[Libva] [PATCH v3 intel-driver 3/9] decoder: h264: simplify and optimize reference frame store updates.
Zhao, Yakui
yakui.zhao at intel.com
Tue Jun 3 22:30:51 PDT 2014
On Tue, 2014-06-03 at 22:59 -0600, Gwenole Beauchesne wrote:
> 2014-06-04 4:11 GMT+02:00 Zhao, Yakui <yakui.zhao at intel.com>:
> > On Tue, 2014-06-03 at 10:43 -0600, Gwenole Beauchesne wrote:
> >> Simplify and optimize the update process of the reference frame store.
> >> Use less iterations to look up existing objects. Use a cache to store
> >> the free'd slots.
> >>
> >> Prerequisite: the reference_objects[] array was previously arranged in
> >> a way that the element at index i is exactly the object_surface that
> >> corresponds to the VA surface identified by the VAPictureH264.picture_id
> >> located at index i in the ReferenceFrames[] array.
> >
> > As a whole, this patch looks good to me. Based on the hardware
> > requirement, it will be better that one reference picture later used is
> > not assigned for the other purpose even when it is not used in current
> > reference frame list. In such case this patch does some optimization
> > about DPB, which can defer the usage of one picture later used that is
> > not in current reference frame.especially when: one picture is not used
> > during decoding frame X while it is used during decoding frame X + 1.
>
> The case you mention was supposed to be fixed with the other patch
> series where the re-factorisation is a pre-requisite. :)
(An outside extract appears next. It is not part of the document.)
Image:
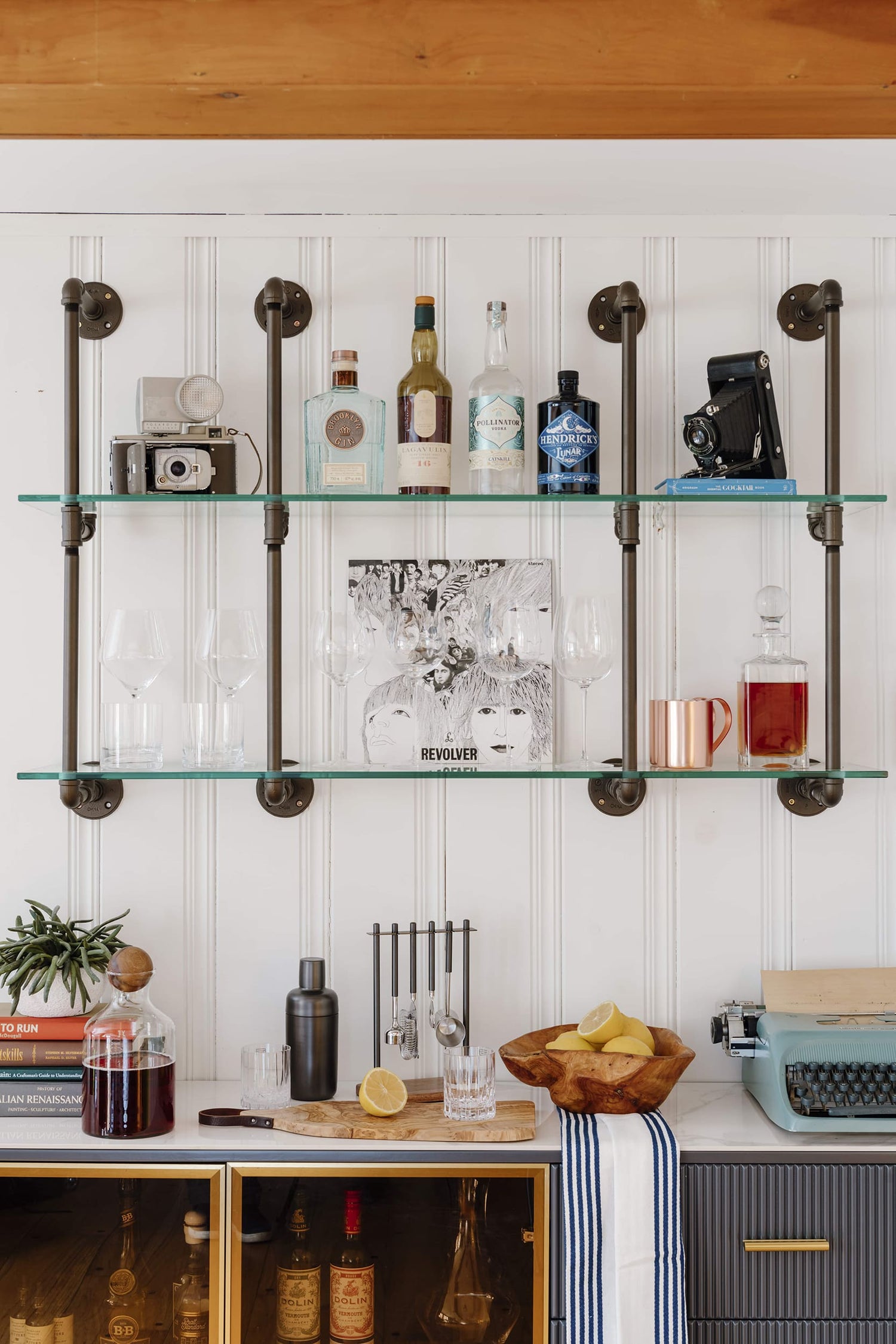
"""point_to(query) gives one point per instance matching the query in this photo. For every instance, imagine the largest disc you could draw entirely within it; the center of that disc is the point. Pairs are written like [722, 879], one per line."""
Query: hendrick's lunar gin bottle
[569, 441]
> A very strict GenFrameStoreContext needs to be maintained with the set
> of used_frames[] as it is today, and an additional set of
> free_frames[] *candidates*. Though, this case is not covered by the
> conformance suite, and I haven't found any real world case exhibiting
> that, neither did I try to generate one yet. So we can defer this one.
>
> > Although it still has no improvment for the following scenario, it still
> > is an improvement.
> > >One picture is not used during decoding frame X and X + 1 while it
> > is used during decoding frame X + 2.
> >
> > Of course the perfect solution is that the upper layer can assure that
> > one picture later used is still added into the DPB of current frame
> > although it is not used in current reference list.
>
> No, this is not going to happen. This would be an implementation error
> of the standard.
In theory it is no problem for normal H264. But it is true for MVC case
as some reference frames for view 1 is not used when decoding view 0.
>
> >> Theory of operations:
> >>
> >> 1. Obsolete entries are removed first, i.e. entries in the internal DPB
> >> that no longer have a match in the supplied ReferenceFrames[] array.
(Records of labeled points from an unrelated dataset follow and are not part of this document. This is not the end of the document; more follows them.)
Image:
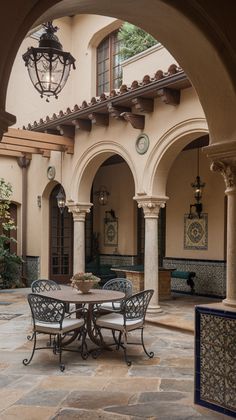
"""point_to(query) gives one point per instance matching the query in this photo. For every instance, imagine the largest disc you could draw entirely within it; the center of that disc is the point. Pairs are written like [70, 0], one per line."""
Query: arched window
[109, 72]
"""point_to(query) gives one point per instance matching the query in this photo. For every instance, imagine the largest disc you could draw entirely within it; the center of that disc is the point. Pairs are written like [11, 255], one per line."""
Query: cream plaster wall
[146, 62]
[119, 182]
[75, 34]
[180, 192]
> >> That obsolete entry index is stored in a local cache: free_slots[].
> >>
> >> 2. This cache is completed with entries considered as "invalid" or "not
> >> present", sequentially while traversing the frame store for obsolete
> >> entries. At the end of this removal process, the free_slots[] array
> >> represents all possible indices in there that could be re-used for
> >> new reference frames to track.
> >>
> >> 3. The list of ReferenceFrames[] objects is traversed for new entries
> >> that are not already in the frame store. If an entry needs to be
> >> added, it is placed at the index obtained from the next free_slots[]
> >> element. There is no need to traverse the frame store array again,
> >> the next available slot can be known from that free_slots[] cache.
> >>
> >> Signed-off-by: Gwenole Beauchesne <gwenole.beauchesne at intel.com>
> >> ---
> >> src/i965_decoder_utils.c | 107 ++++++++++++++++++++--------------------------
> >> 1 file changed, 46 insertions(+), 61 deletions(-)
> >>
> >> diff --git a/src/i965_decoder_utils.c b/src/i965_decoder_utils.c
> >> index 2570be9..c686235 100644
> >> --- a/src/i965_decoder_utils.c
> >> +++ b/src/i965_decoder_utils.c
> >> @@ -418,88 +418,73 @@ gen6_send_avc_ref_idx_state(
> >> }
> >>
> >> void
> >> -intel_update_avc_frame_store_index(VADriverContextP ctx,
> >> - struct decode_state *decode_state,
> >> - VAPictureParameterBufferH264 *pic_param,
> >> - GenFrameStore frame_store[MAX_GEN_REFERENCE_FRAMES])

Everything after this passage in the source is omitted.